Gluon condensate <(alpha_s/pi)G^2> = 0.0055 +- 0.0047 GeV^4

D=6 condensate <O6(V+A)> = (-0.5 +- 1.1) 10^{-3} GeV^6

Good agreement with experimental Borel transform results

Abstract

We apply a recently constructed model of analytic QCD in the Operator Product Expansion (OPE) analysis of the tau lepton decay data in the V+A channel. The model has the running coupling A(Q^2) with no unphysical singularities, i.e., it is analytic. It differs from the corresponding perturbative QCD coupling a(Q^2) at high squared momenta |Q^2| by terms ~ 1/(Q^2)^5, hence it does not contradict the ITEP OPE philosophy and can be consistently applied with OPE up to terms of dimension D=8. In evaluations for the Adler function we use a Pade-related renormalization-scale-independent resummation, applicable in any analytic QCD model. Applying the Borel sum rules in the Q^2 plane along rays of the complex Borel scale and comparing with ALEPH data of 1998, we obtain the gluon condensate value <(alpha_s/pi)G^2> = 0.0055 +- 0.0047 GeV^4. Consideration of the D=6 term gives us the result <O6(V+A)> = (-0.5 +- 1.1) 10^{-3} GeV^6, not incompatible with nonnegative values.
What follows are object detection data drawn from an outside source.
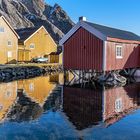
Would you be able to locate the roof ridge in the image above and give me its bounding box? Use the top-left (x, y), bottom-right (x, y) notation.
top-left (84, 21), bottom-right (137, 35)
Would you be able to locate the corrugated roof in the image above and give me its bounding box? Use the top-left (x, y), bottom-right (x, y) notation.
top-left (85, 21), bottom-right (140, 41)
top-left (16, 27), bottom-right (40, 42)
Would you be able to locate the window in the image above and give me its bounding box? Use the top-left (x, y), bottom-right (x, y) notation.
top-left (116, 45), bottom-right (123, 59)
top-left (30, 44), bottom-right (35, 49)
top-left (0, 27), bottom-right (4, 33)
top-left (115, 98), bottom-right (122, 112)
top-left (8, 41), bottom-right (12, 46)
top-left (29, 83), bottom-right (34, 92)
top-left (7, 51), bottom-right (12, 58)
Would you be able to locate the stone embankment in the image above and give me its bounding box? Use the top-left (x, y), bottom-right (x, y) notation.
top-left (0, 66), bottom-right (62, 82)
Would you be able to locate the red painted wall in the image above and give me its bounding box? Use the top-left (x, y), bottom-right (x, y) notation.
top-left (106, 41), bottom-right (140, 71)
top-left (64, 28), bottom-right (103, 71)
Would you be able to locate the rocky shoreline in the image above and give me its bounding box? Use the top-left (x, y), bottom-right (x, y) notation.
top-left (0, 66), bottom-right (62, 82)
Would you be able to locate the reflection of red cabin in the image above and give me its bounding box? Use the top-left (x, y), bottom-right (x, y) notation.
top-left (63, 83), bottom-right (140, 130)
top-left (60, 18), bottom-right (140, 71)
top-left (104, 83), bottom-right (140, 125)
top-left (63, 87), bottom-right (102, 130)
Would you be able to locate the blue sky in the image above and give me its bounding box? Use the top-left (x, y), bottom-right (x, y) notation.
top-left (46, 0), bottom-right (140, 35)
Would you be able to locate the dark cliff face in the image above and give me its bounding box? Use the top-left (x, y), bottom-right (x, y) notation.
top-left (0, 0), bottom-right (74, 43)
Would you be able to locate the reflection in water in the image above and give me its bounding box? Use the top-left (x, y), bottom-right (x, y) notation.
top-left (63, 87), bottom-right (102, 130)
top-left (0, 82), bottom-right (17, 122)
top-left (0, 74), bottom-right (140, 139)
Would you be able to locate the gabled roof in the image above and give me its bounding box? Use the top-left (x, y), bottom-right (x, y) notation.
top-left (86, 22), bottom-right (140, 41)
top-left (16, 27), bottom-right (41, 42)
top-left (16, 25), bottom-right (56, 44)
top-left (0, 15), bottom-right (20, 39)
top-left (59, 21), bottom-right (140, 45)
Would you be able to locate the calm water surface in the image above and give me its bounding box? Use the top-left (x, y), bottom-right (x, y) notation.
top-left (0, 74), bottom-right (140, 140)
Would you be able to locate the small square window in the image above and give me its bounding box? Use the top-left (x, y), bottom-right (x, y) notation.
top-left (115, 98), bottom-right (122, 112)
top-left (116, 45), bottom-right (123, 59)
top-left (8, 41), bottom-right (12, 46)
top-left (0, 27), bottom-right (4, 33)
top-left (7, 51), bottom-right (12, 58)
top-left (30, 44), bottom-right (35, 49)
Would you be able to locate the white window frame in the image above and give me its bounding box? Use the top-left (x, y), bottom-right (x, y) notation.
top-left (7, 51), bottom-right (13, 58)
top-left (116, 45), bottom-right (123, 59)
top-left (7, 40), bottom-right (12, 47)
top-left (29, 83), bottom-right (34, 92)
top-left (0, 26), bottom-right (4, 33)
top-left (29, 43), bottom-right (35, 49)
top-left (115, 98), bottom-right (123, 112)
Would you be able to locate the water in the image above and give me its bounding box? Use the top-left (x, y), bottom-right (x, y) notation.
top-left (0, 74), bottom-right (140, 140)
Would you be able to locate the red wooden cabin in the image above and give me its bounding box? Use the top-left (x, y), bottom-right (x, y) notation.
top-left (60, 17), bottom-right (140, 72)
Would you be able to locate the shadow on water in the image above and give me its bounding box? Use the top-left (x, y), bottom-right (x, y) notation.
top-left (0, 74), bottom-right (140, 140)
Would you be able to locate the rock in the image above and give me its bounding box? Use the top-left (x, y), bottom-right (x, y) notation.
top-left (0, 0), bottom-right (74, 43)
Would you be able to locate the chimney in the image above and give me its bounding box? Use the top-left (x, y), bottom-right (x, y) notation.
top-left (79, 16), bottom-right (87, 21)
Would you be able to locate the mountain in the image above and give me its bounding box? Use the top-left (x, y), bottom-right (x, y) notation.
top-left (0, 0), bottom-right (74, 43)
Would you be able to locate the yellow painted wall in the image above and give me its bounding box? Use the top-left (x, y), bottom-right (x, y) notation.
top-left (18, 77), bottom-right (56, 106)
top-left (0, 82), bottom-right (17, 121)
top-left (0, 17), bottom-right (18, 64)
top-left (18, 27), bottom-right (57, 60)
top-left (59, 53), bottom-right (63, 64)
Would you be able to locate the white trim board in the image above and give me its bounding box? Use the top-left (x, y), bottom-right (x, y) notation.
top-left (59, 21), bottom-right (107, 46)
top-left (24, 25), bottom-right (57, 46)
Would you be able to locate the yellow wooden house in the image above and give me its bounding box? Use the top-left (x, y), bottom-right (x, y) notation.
top-left (0, 16), bottom-right (19, 64)
top-left (16, 26), bottom-right (57, 61)
top-left (0, 81), bottom-right (17, 123)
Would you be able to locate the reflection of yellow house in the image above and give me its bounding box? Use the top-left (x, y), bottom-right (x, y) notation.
top-left (18, 77), bottom-right (56, 106)
top-left (0, 82), bottom-right (17, 121)
top-left (17, 26), bottom-right (57, 61)
top-left (49, 73), bottom-right (64, 85)
top-left (0, 16), bottom-right (19, 64)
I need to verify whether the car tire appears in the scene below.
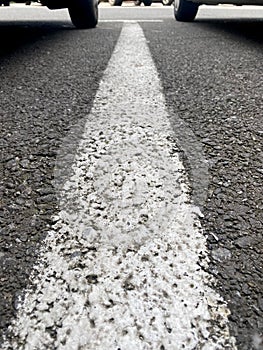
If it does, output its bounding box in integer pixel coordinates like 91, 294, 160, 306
68, 0, 98, 29
143, 0, 152, 6
174, 0, 199, 22
162, 0, 174, 6
109, 0, 123, 6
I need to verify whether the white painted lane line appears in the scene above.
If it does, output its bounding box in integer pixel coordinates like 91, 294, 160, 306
100, 19, 163, 23
4, 23, 235, 350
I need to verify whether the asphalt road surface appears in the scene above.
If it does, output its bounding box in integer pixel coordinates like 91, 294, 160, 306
0, 3, 263, 350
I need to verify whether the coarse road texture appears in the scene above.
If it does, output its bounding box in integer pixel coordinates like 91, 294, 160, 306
0, 4, 263, 350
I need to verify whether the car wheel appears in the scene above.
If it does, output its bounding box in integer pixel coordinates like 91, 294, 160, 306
68, 0, 98, 29
162, 0, 174, 6
143, 0, 152, 6
109, 0, 123, 6
174, 0, 199, 22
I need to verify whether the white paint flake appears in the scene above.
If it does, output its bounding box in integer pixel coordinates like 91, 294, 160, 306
4, 23, 236, 350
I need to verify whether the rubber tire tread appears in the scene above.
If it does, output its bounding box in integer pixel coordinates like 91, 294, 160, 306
174, 0, 199, 22
68, 0, 98, 29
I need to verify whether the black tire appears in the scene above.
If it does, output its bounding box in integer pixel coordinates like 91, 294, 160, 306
142, 0, 152, 6
162, 0, 174, 6
109, 0, 123, 6
68, 0, 98, 29
174, 0, 199, 22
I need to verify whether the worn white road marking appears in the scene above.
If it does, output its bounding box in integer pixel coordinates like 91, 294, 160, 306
4, 23, 235, 350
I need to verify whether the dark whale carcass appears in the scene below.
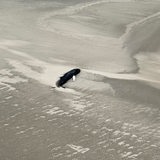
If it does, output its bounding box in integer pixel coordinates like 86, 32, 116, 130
56, 68, 81, 87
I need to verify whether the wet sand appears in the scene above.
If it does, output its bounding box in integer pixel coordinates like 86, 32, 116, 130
0, 0, 160, 160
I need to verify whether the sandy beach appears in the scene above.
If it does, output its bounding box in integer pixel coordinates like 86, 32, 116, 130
0, 0, 160, 160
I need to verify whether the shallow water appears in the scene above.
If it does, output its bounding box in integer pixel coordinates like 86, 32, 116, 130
0, 0, 160, 160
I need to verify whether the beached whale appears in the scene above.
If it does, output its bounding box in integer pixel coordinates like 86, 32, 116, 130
56, 68, 81, 87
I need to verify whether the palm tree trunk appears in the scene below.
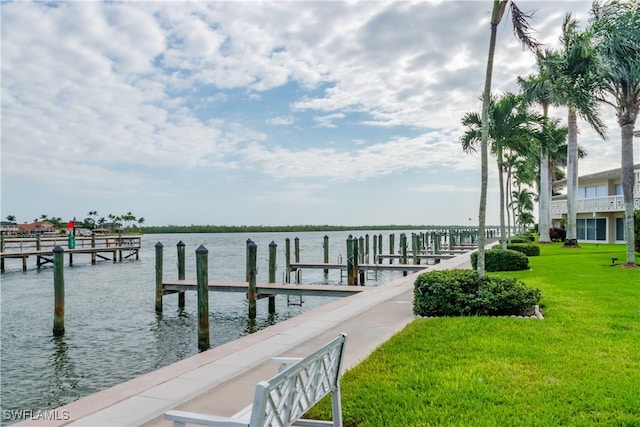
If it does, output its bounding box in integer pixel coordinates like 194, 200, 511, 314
496, 152, 507, 249
620, 123, 636, 265
538, 149, 551, 243
564, 106, 578, 247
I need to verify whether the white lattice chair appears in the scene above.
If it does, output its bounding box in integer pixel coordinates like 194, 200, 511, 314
165, 333, 347, 427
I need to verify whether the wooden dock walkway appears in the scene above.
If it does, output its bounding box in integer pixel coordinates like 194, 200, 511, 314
291, 262, 429, 272
0, 236, 141, 272
162, 280, 366, 298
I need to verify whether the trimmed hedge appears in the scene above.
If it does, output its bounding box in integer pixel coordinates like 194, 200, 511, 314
413, 270, 542, 316
507, 243, 540, 256
471, 247, 529, 271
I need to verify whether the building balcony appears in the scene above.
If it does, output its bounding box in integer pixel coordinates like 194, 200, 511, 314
549, 194, 640, 218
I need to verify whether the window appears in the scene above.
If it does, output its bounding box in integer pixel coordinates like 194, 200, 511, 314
616, 218, 624, 241
576, 218, 607, 240
578, 185, 607, 199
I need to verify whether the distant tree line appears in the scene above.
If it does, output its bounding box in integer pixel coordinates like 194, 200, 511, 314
140, 224, 480, 234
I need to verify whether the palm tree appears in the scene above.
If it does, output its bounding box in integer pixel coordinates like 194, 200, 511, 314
477, 0, 539, 277
544, 14, 606, 247
511, 188, 533, 234
590, 0, 640, 265
518, 50, 566, 243
460, 93, 535, 249
87, 211, 98, 228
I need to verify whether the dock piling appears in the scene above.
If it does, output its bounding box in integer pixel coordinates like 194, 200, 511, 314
53, 246, 64, 337
269, 240, 278, 314
284, 237, 291, 283
347, 234, 357, 286
389, 233, 396, 264
196, 245, 210, 351
293, 237, 302, 283
176, 240, 186, 308
155, 242, 162, 313
322, 235, 329, 274
247, 242, 258, 319
400, 233, 407, 276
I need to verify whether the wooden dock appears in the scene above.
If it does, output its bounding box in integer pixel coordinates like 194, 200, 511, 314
0, 236, 142, 272
162, 280, 366, 298
376, 251, 458, 261
291, 262, 429, 272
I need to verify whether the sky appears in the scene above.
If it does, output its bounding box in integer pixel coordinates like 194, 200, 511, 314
0, 1, 640, 225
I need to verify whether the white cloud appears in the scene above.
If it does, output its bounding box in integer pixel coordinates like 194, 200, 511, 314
267, 116, 295, 126
0, 1, 636, 224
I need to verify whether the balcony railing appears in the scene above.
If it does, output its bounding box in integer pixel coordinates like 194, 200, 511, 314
550, 194, 640, 218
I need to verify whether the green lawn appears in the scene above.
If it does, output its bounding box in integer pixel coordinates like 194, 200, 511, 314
313, 243, 640, 426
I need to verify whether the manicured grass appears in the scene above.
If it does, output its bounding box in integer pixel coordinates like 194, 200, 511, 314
312, 244, 640, 426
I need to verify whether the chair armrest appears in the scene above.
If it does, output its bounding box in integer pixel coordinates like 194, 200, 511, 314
164, 411, 249, 427
271, 357, 304, 372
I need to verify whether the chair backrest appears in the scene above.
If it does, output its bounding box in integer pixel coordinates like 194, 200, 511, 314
250, 333, 347, 427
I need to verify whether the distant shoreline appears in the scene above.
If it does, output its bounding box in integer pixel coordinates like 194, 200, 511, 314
137, 224, 482, 234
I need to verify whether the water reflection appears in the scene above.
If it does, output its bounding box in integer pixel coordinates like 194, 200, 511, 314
46, 336, 79, 408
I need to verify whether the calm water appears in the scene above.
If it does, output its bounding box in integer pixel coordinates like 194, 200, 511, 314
0, 231, 411, 425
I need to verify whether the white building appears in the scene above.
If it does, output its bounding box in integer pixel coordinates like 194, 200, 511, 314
550, 164, 640, 243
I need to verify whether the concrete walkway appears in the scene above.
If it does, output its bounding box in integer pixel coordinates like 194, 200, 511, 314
16, 252, 471, 427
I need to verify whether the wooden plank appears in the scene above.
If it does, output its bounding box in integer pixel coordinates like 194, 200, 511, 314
291, 262, 429, 271
378, 254, 456, 259
162, 280, 366, 296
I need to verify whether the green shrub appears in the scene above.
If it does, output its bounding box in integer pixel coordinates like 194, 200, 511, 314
413, 270, 542, 316
507, 243, 540, 256
471, 247, 529, 271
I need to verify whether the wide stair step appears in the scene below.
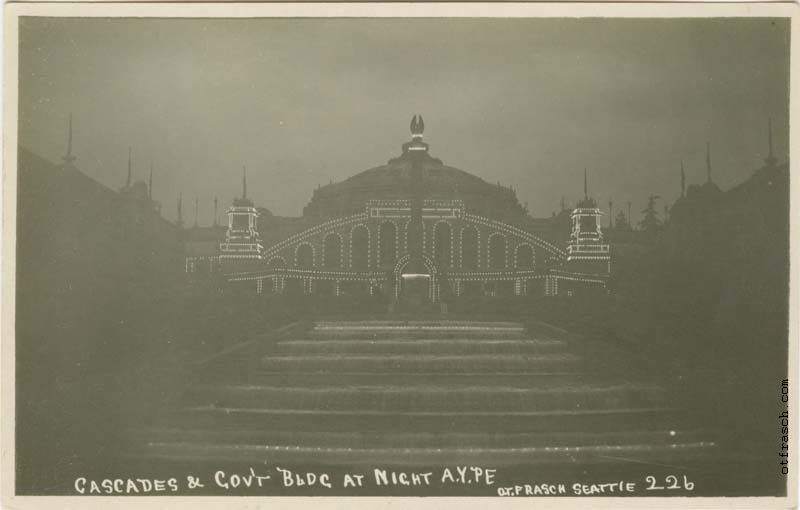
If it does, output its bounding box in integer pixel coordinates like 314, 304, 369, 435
308, 321, 525, 339
186, 385, 665, 412
261, 354, 581, 374
275, 338, 567, 355
169, 405, 685, 433
128, 430, 716, 467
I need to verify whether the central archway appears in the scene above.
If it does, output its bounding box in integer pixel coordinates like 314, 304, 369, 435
394, 255, 439, 303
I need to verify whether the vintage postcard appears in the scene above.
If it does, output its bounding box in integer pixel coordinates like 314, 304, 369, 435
2, 3, 800, 508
The real Borel transform gives us then, for the central values of the two condensates, a good agreement with the experimental results in the entire considered interval of the Borel scales M^2. In perturbative QCD in MSbar scheme we deduce similar result for the gluon condensate, 0.0059 +- 0.0049 GeV^4, but the value of D=6 condensate is negative, <O6(V+A)> = (-1.8 +- 0.9) 10^{-3} GeV^6, and the resulting real Borel transform for the central values is close to the lower bound of the experimental band.